Mr. Waggish, who was literal-minded, looked at him uncertainly. “But surely it was a real murder? And we’ve got to get the killer!”
“Well—there’s a little time left. We may find the answer.”
“We had better,” said the First Officer. “The Old Man is getting impatient. Sooner than be held up in port, he’ll pick on some victim at random, charge him with the murder, and sail off home.”
“Probably he’ll pick one of us detectives,” Mallory groaned.
“It would just as likely be me,” Mr. Waggish pointed out. “Since he thinks I ought to have settled the matter by now. And, while I’d enjoy a bit of time in New York, I’d as lief not spend it in quod. So I wish we’d catch the real killer.”
Mallory demanded: “A
nd what do you suppose my father will say if we dock without my being able to point to the killer? And the newspapers! We’ll be the laughingstock of two continents. Think of the headlines. We’ll be a modern Narrenschiff, or Ship of Fools. If I could only discover the pattern.”
“The pattern!” exclaimed the First Officer.
“My cases,” Mallory explained, “always have some underlying pattern; some theme, some motif which unites and gives meaning to details which, on the surface, seem merely arbitrary and fantastic.”
The First Officer nodded intelligently.
“For instance, in one case the killer used the concept of the chain of evolution, working up from the murder of frogs, and dogs, and so on, to Man. Another, with an Old Testament complex, used the scheme of the Ten Commandments. This time—”
“Yes?” Mr. Waggish asked eagerly.
“This time— Darn it,” Mallory said plaintively, “I simply don’t know. The details remain fantastic, like that scarf and pipe. ~ Obscurum per obscurius.”
“It’s odd,” Mr. Waggish agreed. “The way they just lay there, the pipe all tangled up in the scarf.” He said hopefully, “But perhaps they just happened to be there? It might have nothing to do with the murder!”

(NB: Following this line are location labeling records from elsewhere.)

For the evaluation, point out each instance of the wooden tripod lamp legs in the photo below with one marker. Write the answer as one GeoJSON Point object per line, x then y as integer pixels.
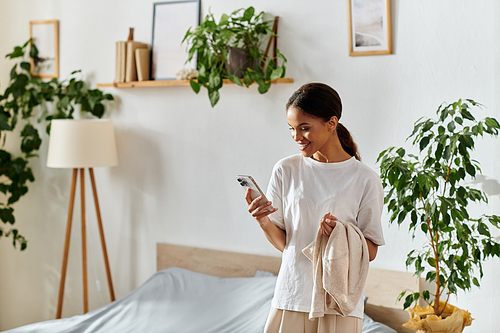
{"type": "Point", "coordinates": [84, 241]}
{"type": "Point", "coordinates": [66, 244]}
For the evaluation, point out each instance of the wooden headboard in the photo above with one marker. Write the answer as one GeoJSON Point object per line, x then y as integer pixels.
{"type": "Point", "coordinates": [382, 286]}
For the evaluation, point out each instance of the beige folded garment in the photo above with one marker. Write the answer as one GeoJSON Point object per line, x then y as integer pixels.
{"type": "Point", "coordinates": [340, 264]}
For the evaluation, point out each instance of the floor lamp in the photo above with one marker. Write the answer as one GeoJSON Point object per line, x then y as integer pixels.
{"type": "Point", "coordinates": [80, 145]}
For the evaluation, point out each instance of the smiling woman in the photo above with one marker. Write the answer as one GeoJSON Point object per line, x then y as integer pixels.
{"type": "Point", "coordinates": [313, 191]}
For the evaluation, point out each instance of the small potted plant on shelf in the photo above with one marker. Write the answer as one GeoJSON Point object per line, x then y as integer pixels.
{"type": "Point", "coordinates": [432, 192]}
{"type": "Point", "coordinates": [231, 49]}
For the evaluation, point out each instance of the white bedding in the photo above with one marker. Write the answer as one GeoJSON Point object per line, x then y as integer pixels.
{"type": "Point", "coordinates": [177, 300]}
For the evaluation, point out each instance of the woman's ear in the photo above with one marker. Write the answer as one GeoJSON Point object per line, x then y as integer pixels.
{"type": "Point", "coordinates": [333, 122]}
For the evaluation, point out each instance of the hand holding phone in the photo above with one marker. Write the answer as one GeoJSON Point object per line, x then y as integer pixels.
{"type": "Point", "coordinates": [247, 182]}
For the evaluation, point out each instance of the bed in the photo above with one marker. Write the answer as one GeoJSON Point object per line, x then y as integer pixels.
{"type": "Point", "coordinates": [209, 291]}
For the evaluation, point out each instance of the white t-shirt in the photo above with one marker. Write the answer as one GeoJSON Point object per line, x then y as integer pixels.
{"type": "Point", "coordinates": [304, 190]}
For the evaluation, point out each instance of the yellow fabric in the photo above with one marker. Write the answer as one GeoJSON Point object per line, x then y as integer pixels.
{"type": "Point", "coordinates": [424, 319]}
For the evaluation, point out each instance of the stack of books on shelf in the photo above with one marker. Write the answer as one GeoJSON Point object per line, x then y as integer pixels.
{"type": "Point", "coordinates": [132, 61]}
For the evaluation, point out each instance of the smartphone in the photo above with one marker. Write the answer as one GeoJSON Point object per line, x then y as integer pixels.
{"type": "Point", "coordinates": [255, 191]}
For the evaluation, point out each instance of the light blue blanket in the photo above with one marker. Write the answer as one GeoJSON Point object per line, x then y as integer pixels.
{"type": "Point", "coordinates": [176, 300]}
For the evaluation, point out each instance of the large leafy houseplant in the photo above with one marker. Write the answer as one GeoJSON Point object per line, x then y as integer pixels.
{"type": "Point", "coordinates": [432, 192]}
{"type": "Point", "coordinates": [25, 101]}
{"type": "Point", "coordinates": [212, 41]}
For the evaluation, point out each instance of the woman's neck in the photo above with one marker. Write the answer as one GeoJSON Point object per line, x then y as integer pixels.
{"type": "Point", "coordinates": [334, 153]}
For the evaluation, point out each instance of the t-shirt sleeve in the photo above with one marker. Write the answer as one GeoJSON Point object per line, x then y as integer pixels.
{"type": "Point", "coordinates": [370, 211]}
{"type": "Point", "coordinates": [275, 195]}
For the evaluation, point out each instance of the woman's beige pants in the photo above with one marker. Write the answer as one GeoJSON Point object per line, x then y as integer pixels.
{"type": "Point", "coordinates": [284, 321]}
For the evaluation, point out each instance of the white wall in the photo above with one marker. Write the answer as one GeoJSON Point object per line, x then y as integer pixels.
{"type": "Point", "coordinates": [178, 157]}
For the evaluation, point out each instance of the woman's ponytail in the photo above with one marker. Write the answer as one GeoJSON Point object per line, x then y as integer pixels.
{"type": "Point", "coordinates": [347, 142]}
{"type": "Point", "coordinates": [322, 101]}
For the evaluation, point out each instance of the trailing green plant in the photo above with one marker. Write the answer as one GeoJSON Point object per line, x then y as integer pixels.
{"type": "Point", "coordinates": [210, 42]}
{"type": "Point", "coordinates": [27, 100]}
{"type": "Point", "coordinates": [432, 192]}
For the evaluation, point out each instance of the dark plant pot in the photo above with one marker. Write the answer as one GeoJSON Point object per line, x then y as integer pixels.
{"type": "Point", "coordinates": [239, 60]}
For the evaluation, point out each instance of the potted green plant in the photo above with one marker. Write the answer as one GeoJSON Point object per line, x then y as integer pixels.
{"type": "Point", "coordinates": [242, 32]}
{"type": "Point", "coordinates": [432, 191]}
{"type": "Point", "coordinates": [25, 101]}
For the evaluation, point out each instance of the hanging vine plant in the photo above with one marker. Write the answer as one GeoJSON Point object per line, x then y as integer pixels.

“They don’t make sense,” Mallory told him absently, “whatever tune they were meant to pipe.”
Pipe! Pipe!
Mallory gasped. He gulped. “Quick,” he cried. “Where can I find a copy of Browning’s Poems?”
“What?”
A picture formed itself in Mallory’s mind. Books. Papers. A copy of Browning. Papers … “The Doctor’s office!” he exclaimed.
“If you want poetry, that is where it would most likely be. But why?” Mr. Waggish asked, looking vaguely unhappy.
“I’ll tell you after I’ve checked this hunch,” Mallory told him. “This may be what I’ve been waiting for—the clue to the labyrinth—the Figure in the Carpet! I’ve got to see the Doctor. I want to borrow a book.”
At Mallory’s greeting the Doctor grunted without even looking up from the desk where he was writing away furiously with a scratchy pen and trying to keep his papers from sliding about too much. He was pale, and there were bits of sticking-plaster and bandaging on his face and neck, the aftermath of his encounter with the impetuous Spike Bludgeon. He looked up as Mallory leaned over him to pull the Browning from the shelf.